Animales o vecinos o parientes remotos no cuentan. Hasta ese momento nos
sentimos inmunes, eternos, instalados para siempre en un paraíso inabarcable.
Entonces llega la verdad contundente, aterradora, del primer muerto inoportuno
con quien teníamos un vínculo cercano. Ya no le diremos nunca lo que pensábamos
decirle. Ya nunca haremos juntos aquello que estábamos planeando. Su voz no
sonara ya nunca más. Sus gestos se esfumaron. Su manera de pensar.
Al
casi niño la noticia lo tiene pasmado. Tiene dolor de cabeza. Llora y se
detiene a preguntarse de qué sirve llorar. Siente que el estómago da vueltas.
Vuelve y se repite la noticia que su incredulidad no termina de aceptar.

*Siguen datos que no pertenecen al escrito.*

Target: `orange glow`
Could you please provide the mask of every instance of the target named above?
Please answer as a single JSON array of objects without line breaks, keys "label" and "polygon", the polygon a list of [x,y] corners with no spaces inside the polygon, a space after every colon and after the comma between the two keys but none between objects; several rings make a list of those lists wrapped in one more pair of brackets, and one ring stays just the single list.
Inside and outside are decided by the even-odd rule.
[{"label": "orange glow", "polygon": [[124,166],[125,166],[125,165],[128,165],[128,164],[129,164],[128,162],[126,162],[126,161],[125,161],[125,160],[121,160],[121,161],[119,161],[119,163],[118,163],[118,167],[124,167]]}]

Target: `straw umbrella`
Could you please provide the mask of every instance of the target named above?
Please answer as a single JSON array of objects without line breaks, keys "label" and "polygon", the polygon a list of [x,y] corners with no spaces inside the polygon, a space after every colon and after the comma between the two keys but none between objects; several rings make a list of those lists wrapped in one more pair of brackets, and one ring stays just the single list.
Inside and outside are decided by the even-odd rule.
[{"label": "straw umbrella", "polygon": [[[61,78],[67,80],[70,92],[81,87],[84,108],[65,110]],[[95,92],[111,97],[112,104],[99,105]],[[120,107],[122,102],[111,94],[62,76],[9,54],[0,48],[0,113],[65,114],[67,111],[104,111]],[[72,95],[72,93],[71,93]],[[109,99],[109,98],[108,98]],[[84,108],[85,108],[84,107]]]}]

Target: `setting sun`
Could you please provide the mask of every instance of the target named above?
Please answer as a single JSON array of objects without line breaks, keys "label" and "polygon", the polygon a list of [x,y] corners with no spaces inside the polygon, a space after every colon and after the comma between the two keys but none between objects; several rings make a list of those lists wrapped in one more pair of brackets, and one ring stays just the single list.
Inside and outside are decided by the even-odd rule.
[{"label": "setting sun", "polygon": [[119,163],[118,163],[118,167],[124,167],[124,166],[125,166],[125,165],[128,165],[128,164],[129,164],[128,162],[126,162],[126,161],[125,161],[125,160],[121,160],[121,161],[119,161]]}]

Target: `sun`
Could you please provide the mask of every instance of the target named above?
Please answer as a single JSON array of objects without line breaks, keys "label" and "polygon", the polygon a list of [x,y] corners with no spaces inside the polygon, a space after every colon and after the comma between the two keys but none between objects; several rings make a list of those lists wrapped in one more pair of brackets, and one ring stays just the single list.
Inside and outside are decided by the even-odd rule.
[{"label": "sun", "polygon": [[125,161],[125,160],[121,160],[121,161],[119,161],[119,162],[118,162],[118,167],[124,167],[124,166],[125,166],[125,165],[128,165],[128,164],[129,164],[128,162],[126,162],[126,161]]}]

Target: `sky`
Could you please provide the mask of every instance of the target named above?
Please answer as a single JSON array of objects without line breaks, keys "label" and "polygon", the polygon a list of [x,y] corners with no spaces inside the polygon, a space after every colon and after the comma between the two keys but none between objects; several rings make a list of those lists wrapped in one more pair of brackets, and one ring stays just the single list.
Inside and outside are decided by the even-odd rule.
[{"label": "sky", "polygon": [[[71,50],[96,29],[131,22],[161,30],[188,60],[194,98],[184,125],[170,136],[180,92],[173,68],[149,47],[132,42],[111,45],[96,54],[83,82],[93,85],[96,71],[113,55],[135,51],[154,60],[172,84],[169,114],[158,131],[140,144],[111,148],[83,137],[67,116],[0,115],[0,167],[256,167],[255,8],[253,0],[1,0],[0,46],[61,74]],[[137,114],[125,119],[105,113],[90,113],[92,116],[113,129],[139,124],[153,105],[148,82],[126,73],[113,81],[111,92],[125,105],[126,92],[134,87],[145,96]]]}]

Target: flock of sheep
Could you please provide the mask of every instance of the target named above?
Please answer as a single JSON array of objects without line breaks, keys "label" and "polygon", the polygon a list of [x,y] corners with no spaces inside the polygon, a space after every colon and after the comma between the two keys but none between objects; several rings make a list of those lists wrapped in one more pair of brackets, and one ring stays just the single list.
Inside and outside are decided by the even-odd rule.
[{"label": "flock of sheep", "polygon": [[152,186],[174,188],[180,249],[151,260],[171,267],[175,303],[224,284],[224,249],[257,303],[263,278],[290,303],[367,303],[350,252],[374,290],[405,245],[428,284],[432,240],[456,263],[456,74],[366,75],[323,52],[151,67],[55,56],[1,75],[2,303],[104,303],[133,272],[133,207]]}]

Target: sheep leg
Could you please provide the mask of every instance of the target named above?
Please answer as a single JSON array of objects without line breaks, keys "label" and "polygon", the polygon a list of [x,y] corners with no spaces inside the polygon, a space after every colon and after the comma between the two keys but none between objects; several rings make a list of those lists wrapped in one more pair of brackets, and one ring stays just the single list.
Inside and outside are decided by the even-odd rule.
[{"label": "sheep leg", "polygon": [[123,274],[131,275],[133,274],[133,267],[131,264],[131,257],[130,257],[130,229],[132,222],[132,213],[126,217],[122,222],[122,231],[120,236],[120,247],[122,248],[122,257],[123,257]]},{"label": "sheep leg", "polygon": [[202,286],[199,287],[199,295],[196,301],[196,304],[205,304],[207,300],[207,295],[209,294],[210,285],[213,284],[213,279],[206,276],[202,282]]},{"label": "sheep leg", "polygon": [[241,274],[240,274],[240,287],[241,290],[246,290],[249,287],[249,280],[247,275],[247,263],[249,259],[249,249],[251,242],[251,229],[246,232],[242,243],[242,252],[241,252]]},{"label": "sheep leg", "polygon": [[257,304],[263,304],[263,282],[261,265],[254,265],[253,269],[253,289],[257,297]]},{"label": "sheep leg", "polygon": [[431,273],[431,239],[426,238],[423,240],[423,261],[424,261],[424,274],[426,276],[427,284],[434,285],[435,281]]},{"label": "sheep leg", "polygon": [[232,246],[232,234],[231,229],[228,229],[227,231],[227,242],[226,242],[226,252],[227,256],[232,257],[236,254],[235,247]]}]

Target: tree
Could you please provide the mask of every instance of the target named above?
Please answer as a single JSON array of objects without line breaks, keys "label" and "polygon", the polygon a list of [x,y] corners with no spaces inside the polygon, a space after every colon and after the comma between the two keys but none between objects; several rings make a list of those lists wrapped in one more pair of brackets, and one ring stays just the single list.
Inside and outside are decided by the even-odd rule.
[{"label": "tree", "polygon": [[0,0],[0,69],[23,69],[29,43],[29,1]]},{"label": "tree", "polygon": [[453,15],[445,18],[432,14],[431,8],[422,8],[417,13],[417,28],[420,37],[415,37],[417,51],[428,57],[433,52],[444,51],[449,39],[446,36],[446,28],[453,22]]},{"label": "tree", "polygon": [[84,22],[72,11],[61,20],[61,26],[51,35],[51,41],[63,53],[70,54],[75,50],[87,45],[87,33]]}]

Descubre otro aspecto minúsculo de su pérdida. Empieza a construir altares con
objetos que alguna vez estuvieron en las manos de ese…, de eso, de aquello
misterioso que un día estaba aquí y que ahora ya no está.
Y con
nuestro primer muerto nuestro va llegando esa certeza que nunca va
abandonarnos: “Nadie sale vivo de esta fiesta a la que fuimos invitados. Todos,
sin excepción, llegaremos a ese día en que yacemos como piedras”. El resto de
la vida está marcado por la impresión de ese momento. Recibimos periódicas
visitas de la curiosa lucidez que nos aborda en ese instante. Dedicamos la vida
a evadirla. Nos llenamos de ruido, de distracciones, de gente, de televisores y
de computadores, de videos y de redes virtuales. Conseguimos
aturdirnos por meses y por años. Por momentos creemos haber recuperado el
paraíso de la infancia. Y así nuestra propia muerte nos encuentra muy poco
preparados.
Después
de darle muchas vueltas al asunto, el niño se da cuenta de que la vida sigue.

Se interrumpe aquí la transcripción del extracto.